Clear Consideration(大学職員の教育分析)

大学職員が大学教育、高等教育政策について自身の視点で分析します

採用担当者から見た大学の就職支援とは

high190です。
私自身、曲がりなりにも大学教育を受けて社会に出ている以上、「大学卒業」という一定の質的保証を受けるだけの権利と義務があると考えています。最近では大学進学率の上昇から、単純な大卒の意義は薄れてきていると感じますが、送り出す大学側からすると社会に対して大学という高等教育機関で教育を受けた人間を送り出すという責任を負っていることは忘れてはならないことです。

さて、大学は学生を教育して社会に送り出す必要がありますが、実際問題として大学の就職支援は企業の採用担当者の目にはどのように映っているのでしょうか。経済産業省が提唱している「社会人基礎力」など、大学で学んだことに加えて社会人として必要なスキルが定式化されてきている昨今、採用担当者の意見は重要度を増していると考えます。


求める能力の上位には「コミュニケーション能力」「前に踏み出す力」「チームで働く力」「適応力」「社会常識」、足りない能力の上位には「社会常識」「コミュニケーション能力」「前に踏み出す力」「基礎的な学力」「考え抜く力」と、ほぼ相関した並びとなっている。

求める能力と足りない能力がほぼ相関しているとのこと。
それだけ、このような能力を持っている学生とそうでない学生の差は大きいということです。ちなみに上記で抜粋した能力、まさしく社会人基礎力とぴったり一致するんですよね。
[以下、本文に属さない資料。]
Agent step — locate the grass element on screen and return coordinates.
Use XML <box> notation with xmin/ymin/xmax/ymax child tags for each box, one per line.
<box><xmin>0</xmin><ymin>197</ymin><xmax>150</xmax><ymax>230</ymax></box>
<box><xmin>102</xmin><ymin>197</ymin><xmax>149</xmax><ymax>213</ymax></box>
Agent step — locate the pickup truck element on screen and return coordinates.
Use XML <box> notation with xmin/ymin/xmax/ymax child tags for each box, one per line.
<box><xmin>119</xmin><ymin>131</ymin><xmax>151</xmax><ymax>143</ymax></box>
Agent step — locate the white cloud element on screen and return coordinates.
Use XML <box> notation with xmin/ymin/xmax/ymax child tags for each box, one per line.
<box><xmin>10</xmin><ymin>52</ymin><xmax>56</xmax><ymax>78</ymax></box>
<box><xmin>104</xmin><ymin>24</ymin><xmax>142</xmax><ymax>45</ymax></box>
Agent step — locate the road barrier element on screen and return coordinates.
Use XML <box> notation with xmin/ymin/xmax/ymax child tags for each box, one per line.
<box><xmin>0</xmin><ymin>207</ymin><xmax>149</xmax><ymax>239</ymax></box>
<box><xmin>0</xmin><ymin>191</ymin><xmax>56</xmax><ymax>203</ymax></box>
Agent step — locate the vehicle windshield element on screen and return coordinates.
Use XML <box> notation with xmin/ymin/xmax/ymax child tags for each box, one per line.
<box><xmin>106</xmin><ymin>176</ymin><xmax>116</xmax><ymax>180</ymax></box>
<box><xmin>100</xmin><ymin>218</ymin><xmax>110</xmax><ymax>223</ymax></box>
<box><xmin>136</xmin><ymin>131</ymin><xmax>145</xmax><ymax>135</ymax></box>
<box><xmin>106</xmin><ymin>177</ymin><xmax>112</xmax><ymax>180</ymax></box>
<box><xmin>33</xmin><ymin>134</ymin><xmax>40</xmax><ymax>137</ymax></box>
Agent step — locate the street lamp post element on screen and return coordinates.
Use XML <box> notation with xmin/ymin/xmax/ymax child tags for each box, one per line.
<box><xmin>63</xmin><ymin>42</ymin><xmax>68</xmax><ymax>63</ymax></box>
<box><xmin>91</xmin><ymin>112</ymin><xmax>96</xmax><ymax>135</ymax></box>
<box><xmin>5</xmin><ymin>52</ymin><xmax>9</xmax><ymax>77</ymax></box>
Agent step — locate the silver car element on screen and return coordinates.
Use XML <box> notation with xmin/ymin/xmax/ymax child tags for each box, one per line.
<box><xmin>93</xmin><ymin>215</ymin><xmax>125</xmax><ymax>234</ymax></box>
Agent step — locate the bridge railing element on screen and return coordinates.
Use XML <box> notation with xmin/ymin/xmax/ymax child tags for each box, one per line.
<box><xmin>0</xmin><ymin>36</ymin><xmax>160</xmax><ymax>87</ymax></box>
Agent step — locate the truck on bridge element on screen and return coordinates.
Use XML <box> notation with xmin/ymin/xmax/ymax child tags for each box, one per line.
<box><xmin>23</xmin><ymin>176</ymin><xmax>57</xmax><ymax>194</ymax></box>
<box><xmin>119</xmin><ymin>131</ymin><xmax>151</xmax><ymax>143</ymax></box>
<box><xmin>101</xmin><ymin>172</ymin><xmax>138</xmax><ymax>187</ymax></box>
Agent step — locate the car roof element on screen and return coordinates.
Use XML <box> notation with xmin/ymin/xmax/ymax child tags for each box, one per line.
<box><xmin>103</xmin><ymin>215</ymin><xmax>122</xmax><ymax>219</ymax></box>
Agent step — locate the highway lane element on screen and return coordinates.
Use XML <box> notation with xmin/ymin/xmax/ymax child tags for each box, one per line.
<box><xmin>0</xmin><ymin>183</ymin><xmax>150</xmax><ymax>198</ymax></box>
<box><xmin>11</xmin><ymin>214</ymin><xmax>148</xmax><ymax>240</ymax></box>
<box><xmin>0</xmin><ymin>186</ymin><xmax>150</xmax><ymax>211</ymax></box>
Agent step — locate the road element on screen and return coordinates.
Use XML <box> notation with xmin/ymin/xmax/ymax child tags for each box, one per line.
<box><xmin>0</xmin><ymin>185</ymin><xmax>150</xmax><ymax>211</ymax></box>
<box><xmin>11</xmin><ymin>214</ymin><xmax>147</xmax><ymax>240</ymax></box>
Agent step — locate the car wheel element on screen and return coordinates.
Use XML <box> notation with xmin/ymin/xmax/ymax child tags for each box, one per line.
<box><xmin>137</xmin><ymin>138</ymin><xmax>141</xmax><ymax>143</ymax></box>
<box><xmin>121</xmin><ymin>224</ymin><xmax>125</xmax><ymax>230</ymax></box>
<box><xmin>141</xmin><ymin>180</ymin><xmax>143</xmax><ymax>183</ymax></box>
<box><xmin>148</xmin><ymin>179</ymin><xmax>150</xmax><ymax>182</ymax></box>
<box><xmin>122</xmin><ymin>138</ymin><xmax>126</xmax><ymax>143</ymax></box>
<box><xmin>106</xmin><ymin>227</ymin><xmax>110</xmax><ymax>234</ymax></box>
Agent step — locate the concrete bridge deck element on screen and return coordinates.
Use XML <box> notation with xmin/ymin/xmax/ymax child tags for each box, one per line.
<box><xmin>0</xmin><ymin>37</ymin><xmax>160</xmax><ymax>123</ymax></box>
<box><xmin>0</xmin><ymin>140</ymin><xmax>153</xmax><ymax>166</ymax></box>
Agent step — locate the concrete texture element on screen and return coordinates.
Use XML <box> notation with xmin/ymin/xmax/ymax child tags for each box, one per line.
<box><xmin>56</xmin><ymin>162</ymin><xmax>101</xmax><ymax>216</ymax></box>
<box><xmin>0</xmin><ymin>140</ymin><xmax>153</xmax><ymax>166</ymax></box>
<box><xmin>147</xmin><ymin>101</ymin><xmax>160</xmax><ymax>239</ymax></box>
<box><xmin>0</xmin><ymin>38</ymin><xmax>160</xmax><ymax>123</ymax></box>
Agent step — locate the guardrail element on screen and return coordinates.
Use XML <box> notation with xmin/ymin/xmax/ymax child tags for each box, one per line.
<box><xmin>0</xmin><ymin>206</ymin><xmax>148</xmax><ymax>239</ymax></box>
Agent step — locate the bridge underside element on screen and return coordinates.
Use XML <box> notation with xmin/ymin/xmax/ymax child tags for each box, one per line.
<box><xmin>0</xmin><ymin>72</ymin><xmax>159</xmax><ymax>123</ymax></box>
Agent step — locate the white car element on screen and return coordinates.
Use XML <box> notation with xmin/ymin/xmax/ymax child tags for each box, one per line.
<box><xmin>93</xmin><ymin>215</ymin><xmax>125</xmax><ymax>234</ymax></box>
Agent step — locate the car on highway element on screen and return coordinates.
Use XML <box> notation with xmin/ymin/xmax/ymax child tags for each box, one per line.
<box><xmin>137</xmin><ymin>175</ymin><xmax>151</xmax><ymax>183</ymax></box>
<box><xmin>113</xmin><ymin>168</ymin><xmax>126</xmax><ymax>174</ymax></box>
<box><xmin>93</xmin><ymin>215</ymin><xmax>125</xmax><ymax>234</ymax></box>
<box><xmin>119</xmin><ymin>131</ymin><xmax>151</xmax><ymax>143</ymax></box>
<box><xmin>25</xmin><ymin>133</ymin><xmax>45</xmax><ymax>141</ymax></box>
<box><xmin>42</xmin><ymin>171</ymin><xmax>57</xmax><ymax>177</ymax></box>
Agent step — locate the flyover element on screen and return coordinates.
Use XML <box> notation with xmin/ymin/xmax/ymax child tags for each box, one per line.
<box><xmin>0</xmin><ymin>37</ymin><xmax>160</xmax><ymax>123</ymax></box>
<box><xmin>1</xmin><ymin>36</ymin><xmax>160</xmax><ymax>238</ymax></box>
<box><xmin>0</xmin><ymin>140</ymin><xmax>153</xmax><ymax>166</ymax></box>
数多くの採用担当者のコメントを分類すると、「大学は就職ノウハウの教育ではなく、キャリア教育をしっかりして欲しい」「大学はキャリア教育以前の基礎的学力をしっかり身につけることが先」「キャリア教育は本来大学がやるべきものではない」「大学だけに責任を押し付けるのは無理。学生の能力低下は社会にも責任がある」といった内容に大まかに分けられる。
確かにどの考えも一理ある。理想を言えば、「大学以前の段階で社会的常識を身につけ、大学生として基礎的学力、教養を身につけた上で、就職ノウハウではない本当のキャリア教育を受けてしっかりした就職観を持って就職活動に臨む」ということだろう。しかし、それがいかに現実とかけ離れているかは周知のとおりである。

現実問題として、大学入学後に学生を教育するといっても時間は4年間しかないわけで。しかも学生が就職活動を開始するのは3年次からですから、実質的には2年弱の間に大学卒業程度の教養と社会的常識を身に付けていないといけないということになります。そうなってくると必然的に就職支援としてのキャリア教育だけではなく、大学のカリキュラム自体にキャリア教育を埋め込んで実施しないと就職活動までには間に合いません。

そういった意味では企業の就職担当者は就職支援だけを見ているのではなく、企業で通用する能力を有する学生を育てられるカリキュラムで教育を行っている大学はどこなのかを探っているとも考えられます。いわゆる名前だけではなく、本当に実力のある学生を育成することにこそ、理想的な大学の就職支援策の答えが隠れているような気がします。そのためにPBLを実施するとか色々な切り口があると思いますが、ここにこそ各大学の独自性が反映されなければいけないように私は思います。